Why I say that? Everyone knows that the media, from newspapers, radio, television to the internet, were all invented by the West. Therefore, the media industry was built on Western institutional factors and values. In China, we must make good use of the nature of media on the one hand, but on the other, we must "Sinicize" them to make them fit China's political system and value system. This means that Chinese media professionals must be a group of explorers who are responsible for one of the most difficult parts of China's exploration.
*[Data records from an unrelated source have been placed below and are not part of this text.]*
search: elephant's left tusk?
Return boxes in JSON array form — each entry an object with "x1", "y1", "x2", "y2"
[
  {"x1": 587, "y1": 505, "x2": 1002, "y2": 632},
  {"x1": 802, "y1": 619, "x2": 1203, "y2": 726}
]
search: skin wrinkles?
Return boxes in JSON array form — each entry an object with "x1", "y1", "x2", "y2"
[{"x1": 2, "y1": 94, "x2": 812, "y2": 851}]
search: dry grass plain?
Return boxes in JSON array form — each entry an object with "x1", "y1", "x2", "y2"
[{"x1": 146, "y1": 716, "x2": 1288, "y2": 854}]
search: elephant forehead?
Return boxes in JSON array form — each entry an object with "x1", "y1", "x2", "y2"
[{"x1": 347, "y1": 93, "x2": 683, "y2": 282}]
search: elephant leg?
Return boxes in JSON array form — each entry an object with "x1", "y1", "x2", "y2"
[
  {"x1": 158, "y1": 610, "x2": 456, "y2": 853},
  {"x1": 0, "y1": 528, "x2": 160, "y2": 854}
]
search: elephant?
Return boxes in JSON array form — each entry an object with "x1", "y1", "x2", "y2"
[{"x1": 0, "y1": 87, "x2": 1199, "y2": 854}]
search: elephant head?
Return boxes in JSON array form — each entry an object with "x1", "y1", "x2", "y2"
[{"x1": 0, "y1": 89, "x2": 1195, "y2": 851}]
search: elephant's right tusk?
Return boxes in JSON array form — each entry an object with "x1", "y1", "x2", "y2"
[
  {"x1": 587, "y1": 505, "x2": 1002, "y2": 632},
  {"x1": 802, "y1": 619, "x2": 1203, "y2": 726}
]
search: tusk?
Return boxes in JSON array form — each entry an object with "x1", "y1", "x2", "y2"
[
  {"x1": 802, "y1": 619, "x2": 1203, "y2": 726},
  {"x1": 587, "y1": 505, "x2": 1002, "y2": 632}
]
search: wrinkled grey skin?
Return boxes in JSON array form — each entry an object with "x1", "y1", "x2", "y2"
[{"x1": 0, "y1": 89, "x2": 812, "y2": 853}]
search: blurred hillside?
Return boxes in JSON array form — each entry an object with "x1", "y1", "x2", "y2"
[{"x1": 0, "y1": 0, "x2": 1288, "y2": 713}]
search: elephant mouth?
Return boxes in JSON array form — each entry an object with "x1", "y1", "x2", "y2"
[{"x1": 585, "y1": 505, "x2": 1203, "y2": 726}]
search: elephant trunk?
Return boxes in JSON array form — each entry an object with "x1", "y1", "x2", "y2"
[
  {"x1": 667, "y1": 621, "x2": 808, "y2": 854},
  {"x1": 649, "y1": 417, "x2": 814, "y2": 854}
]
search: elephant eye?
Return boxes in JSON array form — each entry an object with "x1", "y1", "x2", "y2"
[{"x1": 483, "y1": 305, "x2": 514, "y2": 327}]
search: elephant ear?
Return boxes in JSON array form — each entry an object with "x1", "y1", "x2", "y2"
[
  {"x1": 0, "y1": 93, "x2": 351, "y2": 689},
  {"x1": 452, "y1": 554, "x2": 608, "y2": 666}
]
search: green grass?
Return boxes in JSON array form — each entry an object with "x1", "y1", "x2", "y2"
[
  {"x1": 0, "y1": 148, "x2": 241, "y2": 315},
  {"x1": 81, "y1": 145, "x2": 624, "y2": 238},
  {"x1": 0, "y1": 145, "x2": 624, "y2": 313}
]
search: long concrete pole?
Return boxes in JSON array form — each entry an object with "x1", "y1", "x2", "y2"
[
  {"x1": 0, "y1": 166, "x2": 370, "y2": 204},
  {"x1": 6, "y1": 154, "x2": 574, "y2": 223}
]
Some people say, why don't you just follow the New York Times, CNN, and BBC? But it's too naive to say that. The media, political and value systems of a country are destined to be a tailor-made relationship. The basic reality of China is different from that of the US and Europe. How can our media follow their paths? If all Chinese media did like the practices of Western media, China would have definitely not been what it is today.

Exploration is bound to be the collective responsibility of Chinese media people. It is the unique mission of Chinese media people to make the industry correctly lead public opinion and play an active and appropriate role in the great rejuvenation of the nation. There is no experience that we can imitate. Since the country's reform and opening-up was launched, media professionals have been keeping pace with the country's great exploration. They have often stood at the forefront of the times.

Obviously, the media people and the publicity departments that guide them should be the main body to realize this kind of exploration. As a battlefront, they should be trusted and have the independent space to carry out innovation that fits the needs of the times. This is crucial to fully mobilize those of us in the media and form our strong ability to serve the national interests and protect the fundamental interests of the people.

However, frankly speaking, media practitioners have been subject to increasing restrictions for some time. Most of these interventions have come from government departments and local governments other than the publicity department, as well as various influential institutions. For their own considerations, they require the media to closely cooperate with their work and constantly ask what the media should and should not report. This is especially so when they encounter negative public opinion and hope the media can keep silent and help cool the situation.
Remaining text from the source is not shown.